TRI-ML / dd3d

Official PyTorch implementation of DD3D: Is Pseudo-Lidar needed for Monocular 3D Object detection? (ICCV 2021), Dennis Park*, Rares Ambrus*, Vitor Guizilini, Jie Li, and Adrien Gaidon.
MIT License
451 stars 74 forks source link

Multi-GPU training inside docker #6

Open williamhyin opened 2 years ago

williamhyin commented 2 years ago

HI ,

Thanks for your code release. I have a question about Multi-GPU training command. Is it possible to train with Multi-GPU(8) inside docker?

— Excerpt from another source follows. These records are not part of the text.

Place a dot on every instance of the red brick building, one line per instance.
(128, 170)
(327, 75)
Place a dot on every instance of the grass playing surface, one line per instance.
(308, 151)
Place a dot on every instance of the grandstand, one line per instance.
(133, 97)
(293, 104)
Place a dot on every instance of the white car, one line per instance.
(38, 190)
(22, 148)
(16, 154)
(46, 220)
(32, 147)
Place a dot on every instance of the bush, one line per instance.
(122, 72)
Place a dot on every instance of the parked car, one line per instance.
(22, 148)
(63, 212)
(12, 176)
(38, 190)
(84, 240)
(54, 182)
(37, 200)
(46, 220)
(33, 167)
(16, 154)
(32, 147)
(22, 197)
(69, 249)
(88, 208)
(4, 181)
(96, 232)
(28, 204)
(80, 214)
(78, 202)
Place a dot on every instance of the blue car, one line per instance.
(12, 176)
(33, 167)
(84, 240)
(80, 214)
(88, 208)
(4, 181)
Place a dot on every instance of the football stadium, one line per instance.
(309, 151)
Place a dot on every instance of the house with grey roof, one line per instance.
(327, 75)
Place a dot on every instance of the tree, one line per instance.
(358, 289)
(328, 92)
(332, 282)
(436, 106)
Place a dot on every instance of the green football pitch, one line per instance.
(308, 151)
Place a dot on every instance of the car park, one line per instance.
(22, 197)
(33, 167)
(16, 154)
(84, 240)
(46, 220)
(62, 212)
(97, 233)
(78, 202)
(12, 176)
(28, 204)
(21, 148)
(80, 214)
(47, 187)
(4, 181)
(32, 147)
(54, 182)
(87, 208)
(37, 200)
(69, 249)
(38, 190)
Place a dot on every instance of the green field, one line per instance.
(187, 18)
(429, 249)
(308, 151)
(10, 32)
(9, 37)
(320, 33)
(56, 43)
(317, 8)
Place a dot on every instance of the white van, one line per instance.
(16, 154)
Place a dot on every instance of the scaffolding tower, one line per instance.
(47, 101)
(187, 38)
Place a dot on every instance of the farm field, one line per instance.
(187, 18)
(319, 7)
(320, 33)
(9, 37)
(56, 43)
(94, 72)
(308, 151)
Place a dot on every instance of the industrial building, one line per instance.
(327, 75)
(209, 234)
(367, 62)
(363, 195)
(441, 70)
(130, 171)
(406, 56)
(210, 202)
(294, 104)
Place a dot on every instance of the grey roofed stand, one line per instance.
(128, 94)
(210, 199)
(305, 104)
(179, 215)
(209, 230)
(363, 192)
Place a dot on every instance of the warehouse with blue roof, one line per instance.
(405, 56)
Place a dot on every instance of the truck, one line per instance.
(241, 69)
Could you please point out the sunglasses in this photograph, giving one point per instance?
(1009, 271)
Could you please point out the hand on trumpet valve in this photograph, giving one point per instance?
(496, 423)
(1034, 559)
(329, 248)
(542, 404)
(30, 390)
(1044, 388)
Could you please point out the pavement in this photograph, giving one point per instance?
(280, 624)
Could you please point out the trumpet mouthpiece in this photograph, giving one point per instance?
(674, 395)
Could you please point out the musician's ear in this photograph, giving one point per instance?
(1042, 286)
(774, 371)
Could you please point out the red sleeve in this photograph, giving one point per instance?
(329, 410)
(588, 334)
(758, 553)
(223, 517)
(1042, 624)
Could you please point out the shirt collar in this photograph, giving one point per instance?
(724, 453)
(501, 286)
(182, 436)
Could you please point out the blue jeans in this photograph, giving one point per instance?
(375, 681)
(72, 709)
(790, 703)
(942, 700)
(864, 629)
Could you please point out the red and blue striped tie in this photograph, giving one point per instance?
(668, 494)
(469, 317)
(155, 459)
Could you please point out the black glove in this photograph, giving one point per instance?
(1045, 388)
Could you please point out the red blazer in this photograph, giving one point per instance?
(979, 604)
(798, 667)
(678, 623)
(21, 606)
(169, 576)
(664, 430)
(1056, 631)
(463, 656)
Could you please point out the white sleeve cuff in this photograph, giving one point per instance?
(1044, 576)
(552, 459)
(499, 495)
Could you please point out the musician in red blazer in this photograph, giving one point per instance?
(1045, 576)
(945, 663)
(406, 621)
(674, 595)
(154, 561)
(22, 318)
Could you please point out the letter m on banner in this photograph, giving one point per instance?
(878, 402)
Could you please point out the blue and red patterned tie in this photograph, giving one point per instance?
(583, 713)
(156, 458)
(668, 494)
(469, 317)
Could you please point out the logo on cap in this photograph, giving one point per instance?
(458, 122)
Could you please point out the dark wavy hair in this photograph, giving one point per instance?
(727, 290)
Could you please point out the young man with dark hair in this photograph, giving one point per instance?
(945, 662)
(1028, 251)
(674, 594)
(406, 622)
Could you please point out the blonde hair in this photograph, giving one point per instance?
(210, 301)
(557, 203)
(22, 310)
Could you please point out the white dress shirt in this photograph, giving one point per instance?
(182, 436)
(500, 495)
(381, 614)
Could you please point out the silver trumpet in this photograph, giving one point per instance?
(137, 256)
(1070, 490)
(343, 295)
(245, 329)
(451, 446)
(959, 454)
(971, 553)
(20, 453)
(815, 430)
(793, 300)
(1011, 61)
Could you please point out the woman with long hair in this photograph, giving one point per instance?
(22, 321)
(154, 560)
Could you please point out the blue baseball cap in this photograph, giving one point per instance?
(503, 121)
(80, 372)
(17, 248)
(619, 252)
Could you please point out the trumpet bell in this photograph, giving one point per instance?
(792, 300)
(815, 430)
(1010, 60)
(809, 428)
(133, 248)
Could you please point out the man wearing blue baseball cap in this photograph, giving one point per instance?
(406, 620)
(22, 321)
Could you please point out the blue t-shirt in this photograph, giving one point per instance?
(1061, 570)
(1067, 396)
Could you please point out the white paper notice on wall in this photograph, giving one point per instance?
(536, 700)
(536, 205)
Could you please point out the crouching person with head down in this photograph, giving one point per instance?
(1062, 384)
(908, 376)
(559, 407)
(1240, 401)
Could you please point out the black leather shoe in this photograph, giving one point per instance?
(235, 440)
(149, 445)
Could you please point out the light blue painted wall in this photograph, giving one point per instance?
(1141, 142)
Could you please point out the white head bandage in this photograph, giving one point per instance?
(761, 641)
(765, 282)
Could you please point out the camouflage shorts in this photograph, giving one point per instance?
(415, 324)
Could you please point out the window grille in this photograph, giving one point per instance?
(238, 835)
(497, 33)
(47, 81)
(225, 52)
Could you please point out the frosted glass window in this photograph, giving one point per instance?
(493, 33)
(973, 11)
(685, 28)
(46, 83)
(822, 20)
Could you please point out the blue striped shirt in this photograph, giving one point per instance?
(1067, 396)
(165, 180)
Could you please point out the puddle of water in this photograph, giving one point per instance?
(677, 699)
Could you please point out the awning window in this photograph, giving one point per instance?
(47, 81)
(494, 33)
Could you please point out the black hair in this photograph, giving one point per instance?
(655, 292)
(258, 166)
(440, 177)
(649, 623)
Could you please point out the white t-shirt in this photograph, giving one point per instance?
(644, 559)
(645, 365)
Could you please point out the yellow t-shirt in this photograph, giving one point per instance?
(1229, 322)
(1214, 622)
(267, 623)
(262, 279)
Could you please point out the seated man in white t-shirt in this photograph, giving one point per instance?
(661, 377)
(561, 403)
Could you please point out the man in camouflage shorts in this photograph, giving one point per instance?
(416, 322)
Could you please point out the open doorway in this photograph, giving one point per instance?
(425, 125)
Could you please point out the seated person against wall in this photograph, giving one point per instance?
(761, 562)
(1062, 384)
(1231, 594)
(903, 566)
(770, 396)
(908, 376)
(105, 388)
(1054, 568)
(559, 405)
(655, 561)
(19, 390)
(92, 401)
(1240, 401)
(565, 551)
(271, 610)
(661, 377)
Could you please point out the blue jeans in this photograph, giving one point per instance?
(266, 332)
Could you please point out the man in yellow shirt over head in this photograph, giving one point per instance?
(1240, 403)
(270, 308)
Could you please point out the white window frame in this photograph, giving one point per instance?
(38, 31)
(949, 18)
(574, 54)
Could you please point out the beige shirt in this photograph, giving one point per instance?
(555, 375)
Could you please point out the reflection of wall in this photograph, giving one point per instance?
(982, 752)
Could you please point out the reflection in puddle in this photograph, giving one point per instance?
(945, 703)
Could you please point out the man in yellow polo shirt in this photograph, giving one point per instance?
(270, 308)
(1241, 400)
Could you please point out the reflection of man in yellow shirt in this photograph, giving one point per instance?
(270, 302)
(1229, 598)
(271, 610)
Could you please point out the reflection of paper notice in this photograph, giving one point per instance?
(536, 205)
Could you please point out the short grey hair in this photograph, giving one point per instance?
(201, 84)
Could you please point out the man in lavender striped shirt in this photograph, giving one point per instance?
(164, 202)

Like:python -m torch.distributed.launch --nproc_per_node 8 train.py xxx

Multi-GPU training outside docker by using the following command is not so comfortable for server training :

make docker-run-mpi COMMAND="".

I am looking forward to your Reply. And thanks again for your great job!

dennis-park-TRI commented 2 years ago

Thanks for the interest @williamhyin. By default, we only support the multi-gpu training via make docker-run-mpi ... . It should be possible to modify train.py to make with work with the pytorch launcher. We will have a look at this, if there are a number of use cases.

HeroyiuWFY commented 2 years ago

HI, I also want to know how to train with Multi-GPUs by using python -m torch.distributed.launch --nproc_per_node 8 train.py xxx Looking forward to your Reply and thanks again for your great job!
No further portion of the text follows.